• OPTIONS TRADING IN THE PITS IS ON THE WAY OUT AND THE CFTC MAKES NO COMMENT

  • by Fred Oltarsh

    While commodities regulators testified in front of congress, the Intercontinental Exchange announced the closing of floor trading for all options contracts effective with the close of trading on October 19th. At first view, the elimination of combined floor and electronic trading may not seem important. Trading volume has shifted dramatically from the floor to the electronic trading platform; however, the removal of liquidity provided by market-makers will be sorely missed. On a daily basis market-makers are available for not only standard options transactions, but for spreads of all kinds and sophisticated products like Calendar Spread Options (currently not trading on the electronic platform but scheduled to be available on the electronic platform on August 20th).

    ICE is the first major exchange to close floor trading for options contracts. Relegating options trading solely to an electronic platform shows a lack of understanding by regulators of the inherent risks associated with options positions. In times of risk management crisis, market-makers provide a level of liquidity that is essential to orderly markets. While Clearing Members have shopped positions to firms as a means of liquidation, market-makers have been available to provide liquidity for sophisticated strategies which are difficult to attain on an electronic platform. On a daily basis customers will suffer from reduced liquidity and transparency due to a significant reduction of participants.

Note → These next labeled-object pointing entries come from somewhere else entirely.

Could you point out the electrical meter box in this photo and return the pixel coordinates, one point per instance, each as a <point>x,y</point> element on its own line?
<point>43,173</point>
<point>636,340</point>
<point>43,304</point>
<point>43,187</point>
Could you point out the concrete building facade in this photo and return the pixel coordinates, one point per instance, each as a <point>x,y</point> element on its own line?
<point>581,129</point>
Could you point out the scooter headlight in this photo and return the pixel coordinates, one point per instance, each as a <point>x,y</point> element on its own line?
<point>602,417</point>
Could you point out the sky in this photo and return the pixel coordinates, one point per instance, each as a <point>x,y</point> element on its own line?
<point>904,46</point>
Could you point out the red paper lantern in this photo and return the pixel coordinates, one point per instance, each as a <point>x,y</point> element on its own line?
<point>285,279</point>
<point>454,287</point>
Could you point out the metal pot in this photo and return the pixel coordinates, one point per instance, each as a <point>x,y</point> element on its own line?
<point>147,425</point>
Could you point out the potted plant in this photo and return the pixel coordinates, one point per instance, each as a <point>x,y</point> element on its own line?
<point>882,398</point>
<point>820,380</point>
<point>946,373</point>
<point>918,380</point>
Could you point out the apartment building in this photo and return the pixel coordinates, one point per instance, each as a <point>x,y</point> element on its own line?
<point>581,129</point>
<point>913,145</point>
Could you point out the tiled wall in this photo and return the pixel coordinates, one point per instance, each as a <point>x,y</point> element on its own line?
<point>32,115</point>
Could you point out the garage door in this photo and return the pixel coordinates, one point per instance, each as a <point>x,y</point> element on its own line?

    There is a crisis of confidence in the Futures Trading arena. Whether it is inadequate auditing procedures leading to misallocation of funds (PFGBest, MF Global) or risk management practices which were unable to decipher impending implosions in natural gas (Amaranth and others), cotton and sugar, everyone with an account at a Futures Clearing Member is at risk to other traders in the industry. Eliminating liquidity in the name of increased Exchange profits is a poor Regulatory choice.

    It is time for Regulators and Congress to respond to the enormous growth in volume in a proactive manner. Increased fees to traders and an appropriate increase of government funding would enable significant changes in regulatory oversight. Outside auditors and risk managers would add a much needed new dimension to this oversight. It is clear that the staff of the CFTC and NFA is ill-equipped to meet the challenges of today’s futures markets. Decreasing liquidity by eliminating options floor traders, in the name of an increase in the bottom line, is not a good place to start improving risk management.